By Jeffrey Nichols, Senior Economic Advisor to Rosland Capital

Many investors are buying gold because the metal's bullish fundamentals promise higher prices ahead. But there are other rock-solid reasons to own the yellow metal than expected appreciation and handsome capital gains in the next few years. Gold is attractive, not just for possible and expected upside capital gains, but also for minimizing the downside risks that threaten our other investments.

Gold provides wealth insurance, insurance that minimizes downside risk to one's overall personal savings and investment programs. It is the ultimate "umbrella policy," protecting savings and investments against a host of risks, some that we're aware of . . . and others that we can't even imagine.

To begin with, it provides insurance against economic, financial, and political shocks that could badly hurt investment portfolios, retirement plans, and other savings -- including, as we have seen in recent years, even the collapse in home prices and, with it, the home-owners equity that many were counting on for their retirement years.
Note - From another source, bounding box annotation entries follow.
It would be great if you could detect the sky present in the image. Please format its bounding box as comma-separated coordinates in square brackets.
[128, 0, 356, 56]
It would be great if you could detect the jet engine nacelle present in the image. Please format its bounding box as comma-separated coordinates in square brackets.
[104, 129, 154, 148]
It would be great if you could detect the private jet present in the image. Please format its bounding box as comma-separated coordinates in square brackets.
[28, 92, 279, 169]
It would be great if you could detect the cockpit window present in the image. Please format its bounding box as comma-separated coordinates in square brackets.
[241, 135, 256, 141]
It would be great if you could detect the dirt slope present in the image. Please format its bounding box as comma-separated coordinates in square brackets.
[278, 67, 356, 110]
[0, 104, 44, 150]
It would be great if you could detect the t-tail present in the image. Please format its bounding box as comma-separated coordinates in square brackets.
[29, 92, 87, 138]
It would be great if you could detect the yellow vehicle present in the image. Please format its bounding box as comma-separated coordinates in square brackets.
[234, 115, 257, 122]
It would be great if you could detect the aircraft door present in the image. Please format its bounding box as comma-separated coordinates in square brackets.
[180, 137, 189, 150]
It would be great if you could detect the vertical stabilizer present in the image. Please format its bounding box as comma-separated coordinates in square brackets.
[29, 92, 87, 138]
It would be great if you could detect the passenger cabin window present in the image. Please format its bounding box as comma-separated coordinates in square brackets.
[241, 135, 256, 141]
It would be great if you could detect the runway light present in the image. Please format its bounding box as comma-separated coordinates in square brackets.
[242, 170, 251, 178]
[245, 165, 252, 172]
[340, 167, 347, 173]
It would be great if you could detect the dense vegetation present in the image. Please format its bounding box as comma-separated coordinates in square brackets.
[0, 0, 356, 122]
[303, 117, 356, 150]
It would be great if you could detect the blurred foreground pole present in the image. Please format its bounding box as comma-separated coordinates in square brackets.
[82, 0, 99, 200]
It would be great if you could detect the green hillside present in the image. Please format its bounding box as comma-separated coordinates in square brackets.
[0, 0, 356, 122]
In addition to gold's role as portfolio protection against economic, financial, and political shocks, it also serves two other important functions -- as a portfolio diversifier and as an inflation hedge.

Because its price tends to be uncorrelated or inversely correlated to the prices of conventional equities and bonds, declines in these other investment markets may be offset or mitigated by inclusion of physical gold in an investment portfolio. In short, when stocks and bonds lose value, gold tends to appreciate -- so owning some physical metal can help maintain the value of your overall portfolio.

Perhaps, gold is most valued around the world as "inflation insurance." Over the long term -- measured by years, decades, even centuries -- gold holds its value like nothing else. Over time, as inflation eats away at our currency's purchasing power and erodes hard-earned wealth, gold-price appreciation keeps pace and preserves savings.

I recommend prudent investors hold a "core" position of five to ten percent of their investable assets in physical gold -- and, for most, this means bullion coins (like the American Eagle, Canadian Maple Leaf, or South African Krugerrand), which are the most liquid and reliable form of gold ownership.